Ce qu'il faut comprendre c'est que les intellectuels immanentistes éprouvent les pires difficultés à se présenter comme conservateurs car l'immanentisme est toujours empreint du Progrès. Sans Progrès, pas d'immanentisme. Le conservatisme immanentiste possède lui-même la notion de Progrès, quand le progressisme immanentiste n'est jamais que le redoublement du Progrès par l'adjonction d'un progrès interne. De ce point de vue, même le plus conservateur des immanentistes est en tant qu'immanentisme et de son point de vue immanentiste un progressiste d'un genre un peu particulier.
La France se situe aux marches de l'Empire immanentiste, dont l'épicentre est à chercher dans les États-Unis (même s'il s'agit d'un épicentre symbolique et trompeur). Ce que l'Hexagone revendique d'original est la caricature mimétique des postures immanentistes indiquées par l'Empire lui-même. Je vise le soutien inconditionnel aux politiques israélienne et américaine, elles-mêmes alliées inconditionnelles avec la mère-patrie, l'Angleterre, berceau de l'Empire colonial britannique (en mutation néo-coloniale).
Ces intellectuels sont des propagandistes qui prennent leur source au même abreuvoir. Leur originalité est comique si l'on s'avise que le géniteur du nouvel antisémitisme est Daniel Pipes, un intellectuel proche des néo-conservateurs et symbolisant un conservatisme immanentiste dur : soutien inconditionnel de la guerre en Irak et en faveur de la colonisation du Grand Israël. Membre également de l'officine américaine CFR, ce qui est un pur hasard.

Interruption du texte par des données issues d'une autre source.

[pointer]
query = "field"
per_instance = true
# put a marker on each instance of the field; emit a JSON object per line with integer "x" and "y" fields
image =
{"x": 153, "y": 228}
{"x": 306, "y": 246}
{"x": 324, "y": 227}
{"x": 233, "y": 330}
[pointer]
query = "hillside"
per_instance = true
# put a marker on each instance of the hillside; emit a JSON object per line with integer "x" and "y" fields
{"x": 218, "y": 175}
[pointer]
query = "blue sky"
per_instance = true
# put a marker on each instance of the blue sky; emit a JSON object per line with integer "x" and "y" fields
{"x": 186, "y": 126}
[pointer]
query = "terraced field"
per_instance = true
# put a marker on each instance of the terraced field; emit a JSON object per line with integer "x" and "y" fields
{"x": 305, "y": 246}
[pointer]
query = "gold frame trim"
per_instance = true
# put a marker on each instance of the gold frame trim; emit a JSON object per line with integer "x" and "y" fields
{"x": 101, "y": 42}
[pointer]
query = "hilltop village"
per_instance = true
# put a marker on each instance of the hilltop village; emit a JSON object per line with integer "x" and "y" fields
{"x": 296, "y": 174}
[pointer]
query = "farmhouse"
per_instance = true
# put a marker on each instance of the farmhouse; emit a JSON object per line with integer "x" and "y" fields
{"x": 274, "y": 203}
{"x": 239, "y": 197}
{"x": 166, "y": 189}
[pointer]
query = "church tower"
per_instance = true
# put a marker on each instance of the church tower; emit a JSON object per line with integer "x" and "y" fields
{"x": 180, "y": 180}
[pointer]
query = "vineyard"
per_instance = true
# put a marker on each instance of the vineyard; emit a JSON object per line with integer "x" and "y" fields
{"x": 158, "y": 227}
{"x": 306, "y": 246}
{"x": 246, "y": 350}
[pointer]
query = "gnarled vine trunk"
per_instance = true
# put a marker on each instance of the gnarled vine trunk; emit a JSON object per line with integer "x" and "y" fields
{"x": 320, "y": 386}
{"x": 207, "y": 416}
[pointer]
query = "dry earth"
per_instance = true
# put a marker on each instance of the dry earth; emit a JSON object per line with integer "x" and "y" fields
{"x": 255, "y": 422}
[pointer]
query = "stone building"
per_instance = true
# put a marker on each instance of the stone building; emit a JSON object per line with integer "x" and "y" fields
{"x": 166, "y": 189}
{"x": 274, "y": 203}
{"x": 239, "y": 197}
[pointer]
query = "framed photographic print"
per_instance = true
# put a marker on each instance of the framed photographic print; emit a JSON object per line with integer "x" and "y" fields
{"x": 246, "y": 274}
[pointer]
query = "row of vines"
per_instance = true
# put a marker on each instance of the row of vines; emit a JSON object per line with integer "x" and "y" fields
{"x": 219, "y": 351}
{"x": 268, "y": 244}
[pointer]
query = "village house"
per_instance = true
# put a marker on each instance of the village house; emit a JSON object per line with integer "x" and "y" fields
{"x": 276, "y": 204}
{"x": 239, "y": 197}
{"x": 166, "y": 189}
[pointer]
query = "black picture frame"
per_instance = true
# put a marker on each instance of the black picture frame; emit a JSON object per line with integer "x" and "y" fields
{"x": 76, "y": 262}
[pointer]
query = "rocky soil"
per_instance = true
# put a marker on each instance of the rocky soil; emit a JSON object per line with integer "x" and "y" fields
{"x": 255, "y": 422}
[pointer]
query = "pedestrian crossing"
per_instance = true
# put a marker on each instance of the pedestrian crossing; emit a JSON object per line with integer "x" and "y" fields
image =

Touts ces faits pour comprendre que le progressisme immanentiste de version tardive n'est pas seulement l'allié objectif du conservatisme immanentiste, ce qu'il a toujours été (il suffit sur ce point de comprendre la complémentarité entre le libéralisme et le communisme dans l'immanentisme). Il en est son promoteur et sa propagande, sur un mode très clair : tandis que le conservatisme agit, le progressisme loue.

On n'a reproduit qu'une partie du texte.